Would I recommend you finding a Leak on eBay? Of course I would, and if you could find the earliest champagne gold version, then snap it up whatever the condition, as they are very rare objects. With all models, check the underside for large amounts of wax which may have run out of the transformer if it’s been overheating. The mains transformer, as I mentioned earlier, can be problematic, though the safety resistor should have done its job well. Like all old things, they start to leak and so the capacitors will most definitely need changing, but whatever you do, don’t disassemble the two original “can” electrolytic capacitors visible in line with the valves, as the Stereo 20 won’t look the job anymore, and certainly not be worth as much. What I did originally was disconnect them and use tiny switch-mode power supply capacitors (47uF, 400V) which I strapped onto the underside of the original valves. Whilst this doesn’t look very nice, it is underneath so only flies and spiders would see it anyway. I have now modded my Leak even further to set it to the next level.

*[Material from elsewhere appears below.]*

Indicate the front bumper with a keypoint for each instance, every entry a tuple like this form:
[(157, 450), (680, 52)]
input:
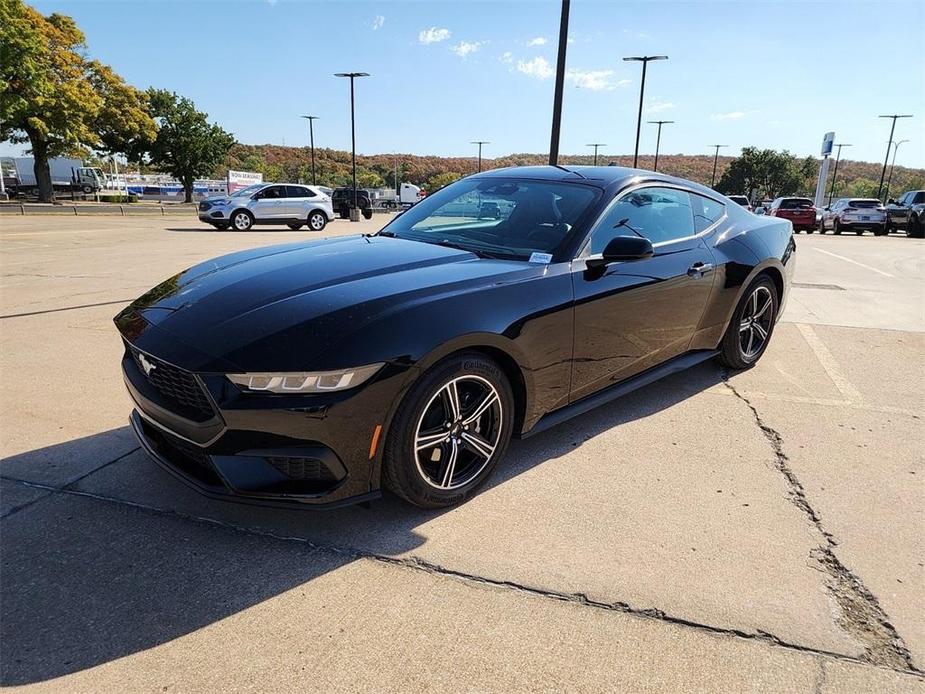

To the sound, whilst slow and imprecise by today’s standard, is very musical and therefore enjoyable, particularly on vocal and orchestral music. It even tries its best on pop and passes quite admirably, though if it had its own mind of 1958 I wonder what it would think of it all. The Stereo 20 was the pinnacle of Harold Leak’s work, and luckily still keep his reputation sound (sic) today. I remember his later products, such as the Sandwich speakers and the time delay compensated 3050’s speakers sitting in Lasky’s in Tottenham Road, London, and whilst these were iconic inventions, are not the first thing you think of when you mention his name. Leak was a great name, and if only someone would revive the brand again, just as they have iconic cars such as Mini, Fiat 500 and VW Beetle, I wonder what it would sound and look like. Not that this hasn’t been done before. Audio Innovations begat Audion and AudioNote of Japan, as have many other manufacturers rebranded or bought into old names. Some manufacturers like Transcriptors claim to have re-appeared again, and of course some present-day manufacturers have even re-released old models, like Quad II, and even famous Musical Fidelity A1 integrated amplifier of the 1984 was reborn by them twenty years later. Best, perhaps, that we just add some TLC on the original TL and Stereo 20 and just bring them back to life again in our own homes by ourselves.